McIntosh had quit baseball and opened a winery by the time he saw Aron Judge as a teenager. He then went back to the Yankees, first as a coach in the minor leagues and then as an amateur scout in Northern California. Before he heard about Aron Judge, he knew his way around the cherry farms in the area. This is because McIntosh’s then-wife was a TV star who grew up in Linden. A cousin of Judge’s who coached him in school said he was a good kid but a bit “soft,” which is about the worst thing you can say about an athlete.

The Yankees scout lived 10 minutes away from Linden, so even though Judge didn’t have very good tools, he went to five or six of his games. According to McIntosh, he was just covering his behind because Judge was so big. The prospect was well on his way to becoming the 6-foot-7, 282-pound Yankee he is today. McIntosh even bugged Kendall Carter, his national cross-checker, for asking him to take a look at Judge.

Carter also didn’t like what he saw, but he made a fateful choice when he told the scout,

“Write him up. He’s raw, but he’s so massive that anything is possible. I’ve witnessed stranger things.”

So, McIntosh wrote up Aaron James Judge’s first report for the Yankees. The report wanted Aaron Judge to get stronger in college. The Yankees scout said that the player was fast for his size, but he didn’t think his arm was very good. He mentioned:

 “There was nothing coming out of there when he pitched.”

So, McIntosh’s ultimate role in the drafting of Judge (as the 32nd overall pick in 2013) can’t be compared to what Dick Groch did for Derek Jeter. When he met the skinny Michigan high schooler, the long-time scout instantly predicted that Jeter would one day enter the Hall of Fame.

But still, no one knows what would have happened, if Yankees scout McIntosh had failed to “trick Kendall Carter into going to see Judge” and didn’t file that report.

According to him:

“Those were the first data points. I just put him in the system in case something crazy happened. And then something crazy happened.”

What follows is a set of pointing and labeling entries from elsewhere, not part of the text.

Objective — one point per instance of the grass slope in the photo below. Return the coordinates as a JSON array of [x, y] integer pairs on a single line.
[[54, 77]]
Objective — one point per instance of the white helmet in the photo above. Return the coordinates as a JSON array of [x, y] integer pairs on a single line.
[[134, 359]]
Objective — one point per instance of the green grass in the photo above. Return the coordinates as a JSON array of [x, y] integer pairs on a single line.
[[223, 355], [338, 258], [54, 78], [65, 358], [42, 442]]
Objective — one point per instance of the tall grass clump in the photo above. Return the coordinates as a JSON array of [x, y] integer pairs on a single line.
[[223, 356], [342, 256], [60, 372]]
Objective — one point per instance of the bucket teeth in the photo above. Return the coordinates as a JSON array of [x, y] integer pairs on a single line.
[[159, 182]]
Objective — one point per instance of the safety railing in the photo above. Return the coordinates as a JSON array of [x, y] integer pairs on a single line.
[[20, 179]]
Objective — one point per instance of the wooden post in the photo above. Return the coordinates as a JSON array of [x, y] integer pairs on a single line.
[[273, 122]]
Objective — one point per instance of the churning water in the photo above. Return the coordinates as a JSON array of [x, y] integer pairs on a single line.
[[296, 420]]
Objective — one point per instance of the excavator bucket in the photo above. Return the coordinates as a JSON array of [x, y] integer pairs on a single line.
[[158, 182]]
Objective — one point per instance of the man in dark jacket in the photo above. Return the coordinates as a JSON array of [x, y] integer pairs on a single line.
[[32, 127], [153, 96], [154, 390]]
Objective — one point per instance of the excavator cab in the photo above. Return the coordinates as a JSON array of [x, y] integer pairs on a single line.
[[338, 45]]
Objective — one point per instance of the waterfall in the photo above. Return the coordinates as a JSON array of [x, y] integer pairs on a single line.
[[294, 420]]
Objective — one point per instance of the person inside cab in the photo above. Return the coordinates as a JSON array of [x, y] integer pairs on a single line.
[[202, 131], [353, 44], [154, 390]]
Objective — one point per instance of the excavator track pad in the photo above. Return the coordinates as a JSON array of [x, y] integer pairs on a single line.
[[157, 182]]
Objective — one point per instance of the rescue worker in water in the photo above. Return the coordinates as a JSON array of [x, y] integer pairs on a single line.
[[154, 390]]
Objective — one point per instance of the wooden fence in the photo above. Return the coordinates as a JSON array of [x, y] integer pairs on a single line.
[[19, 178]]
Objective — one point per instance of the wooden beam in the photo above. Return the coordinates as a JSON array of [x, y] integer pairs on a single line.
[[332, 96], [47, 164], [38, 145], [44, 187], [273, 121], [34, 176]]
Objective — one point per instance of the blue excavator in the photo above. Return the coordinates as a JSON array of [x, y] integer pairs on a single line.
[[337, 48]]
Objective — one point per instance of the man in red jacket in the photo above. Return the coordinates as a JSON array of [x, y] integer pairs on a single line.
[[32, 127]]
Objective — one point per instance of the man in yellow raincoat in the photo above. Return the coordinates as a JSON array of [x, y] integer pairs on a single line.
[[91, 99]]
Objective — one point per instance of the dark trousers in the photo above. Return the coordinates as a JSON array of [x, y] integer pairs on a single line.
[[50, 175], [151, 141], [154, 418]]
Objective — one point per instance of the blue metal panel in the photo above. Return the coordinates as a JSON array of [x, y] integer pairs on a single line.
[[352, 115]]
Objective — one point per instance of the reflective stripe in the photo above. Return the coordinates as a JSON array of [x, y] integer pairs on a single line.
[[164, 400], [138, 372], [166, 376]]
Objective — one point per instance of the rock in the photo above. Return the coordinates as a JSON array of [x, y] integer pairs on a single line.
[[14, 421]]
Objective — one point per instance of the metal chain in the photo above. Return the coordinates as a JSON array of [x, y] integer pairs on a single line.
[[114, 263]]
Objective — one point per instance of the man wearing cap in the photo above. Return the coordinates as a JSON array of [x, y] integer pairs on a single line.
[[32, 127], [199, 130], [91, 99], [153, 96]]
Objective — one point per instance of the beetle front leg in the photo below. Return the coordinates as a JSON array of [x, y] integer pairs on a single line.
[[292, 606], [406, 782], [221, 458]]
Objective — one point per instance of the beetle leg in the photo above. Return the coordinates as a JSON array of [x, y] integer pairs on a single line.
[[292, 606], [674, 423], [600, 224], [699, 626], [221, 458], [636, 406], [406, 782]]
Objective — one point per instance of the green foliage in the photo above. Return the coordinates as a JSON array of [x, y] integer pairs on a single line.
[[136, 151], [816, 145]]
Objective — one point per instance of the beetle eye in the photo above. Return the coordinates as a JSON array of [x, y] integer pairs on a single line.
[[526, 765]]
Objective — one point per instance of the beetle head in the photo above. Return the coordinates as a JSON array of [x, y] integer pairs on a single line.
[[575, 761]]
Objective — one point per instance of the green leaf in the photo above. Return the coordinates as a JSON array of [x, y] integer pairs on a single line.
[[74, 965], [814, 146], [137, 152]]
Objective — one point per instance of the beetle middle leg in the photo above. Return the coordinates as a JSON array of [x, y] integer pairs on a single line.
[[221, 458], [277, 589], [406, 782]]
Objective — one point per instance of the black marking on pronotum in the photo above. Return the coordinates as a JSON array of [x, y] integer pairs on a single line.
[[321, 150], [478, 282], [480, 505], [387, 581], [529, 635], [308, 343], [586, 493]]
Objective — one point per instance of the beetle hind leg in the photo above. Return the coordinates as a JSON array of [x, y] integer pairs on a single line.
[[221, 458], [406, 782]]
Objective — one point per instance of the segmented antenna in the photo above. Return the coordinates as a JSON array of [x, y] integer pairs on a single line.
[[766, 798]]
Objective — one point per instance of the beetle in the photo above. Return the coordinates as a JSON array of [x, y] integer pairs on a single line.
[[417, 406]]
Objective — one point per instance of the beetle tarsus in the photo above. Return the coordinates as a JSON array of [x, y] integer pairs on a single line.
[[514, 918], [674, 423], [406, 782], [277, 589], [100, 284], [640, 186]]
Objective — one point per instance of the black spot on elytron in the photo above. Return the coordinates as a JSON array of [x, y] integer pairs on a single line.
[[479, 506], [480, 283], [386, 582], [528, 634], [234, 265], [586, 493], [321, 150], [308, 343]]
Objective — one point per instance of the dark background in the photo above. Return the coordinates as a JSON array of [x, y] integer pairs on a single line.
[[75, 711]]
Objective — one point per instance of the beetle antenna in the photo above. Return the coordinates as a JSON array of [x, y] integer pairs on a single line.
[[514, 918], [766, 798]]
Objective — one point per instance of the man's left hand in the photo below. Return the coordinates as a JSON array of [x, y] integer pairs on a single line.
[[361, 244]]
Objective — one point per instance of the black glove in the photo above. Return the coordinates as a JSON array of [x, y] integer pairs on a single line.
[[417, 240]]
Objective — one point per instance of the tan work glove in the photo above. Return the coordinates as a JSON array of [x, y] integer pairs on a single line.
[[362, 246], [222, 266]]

In 2010, Aaron Judge rejected Oakland in order to attend Fresno State, where he blossomed into a major Division I force. During Judge’s sophomore year, his coach Mike Batesole told the Yankees scout that he had never seen a player like him who was able to carry his team on his shoulders.

McIntosh was stunned as he saw Judge hit a line drive right down the middle that could have killed someone. He said to himself, “Oh my God.” “How did that get there?” Before the Yankees picked Judge in the first round, McIntosh joined the Angels as a scout.

The former scout recalls:

“Even in the minor leagues, you would hear that Judge was taking too many pitches, that he wasn’t being aggressive. Everybody missed on him. But he just kept getting better and better. I saw it with Jeter and Mariano [in 1996] — not everybody can play under the lights of New York. But Aaron was born with a gift to be that calm. I’ve been in that clubhouse, and it’s magical. You want those pinstripes on you, and Aaron rose to the occasion.”

While Aaron Judge is on his way to create history, his first Yankees scout was selling houses near his Minneapolis hometown. The pandemic and baseball’s emphasis on analytics led him to real estate. McIntosh misses playing and wearing pinstripes. He is proud of Aaron Judge for proving him wrong.

Do you think Aaron Judge is destined for greatness by birth?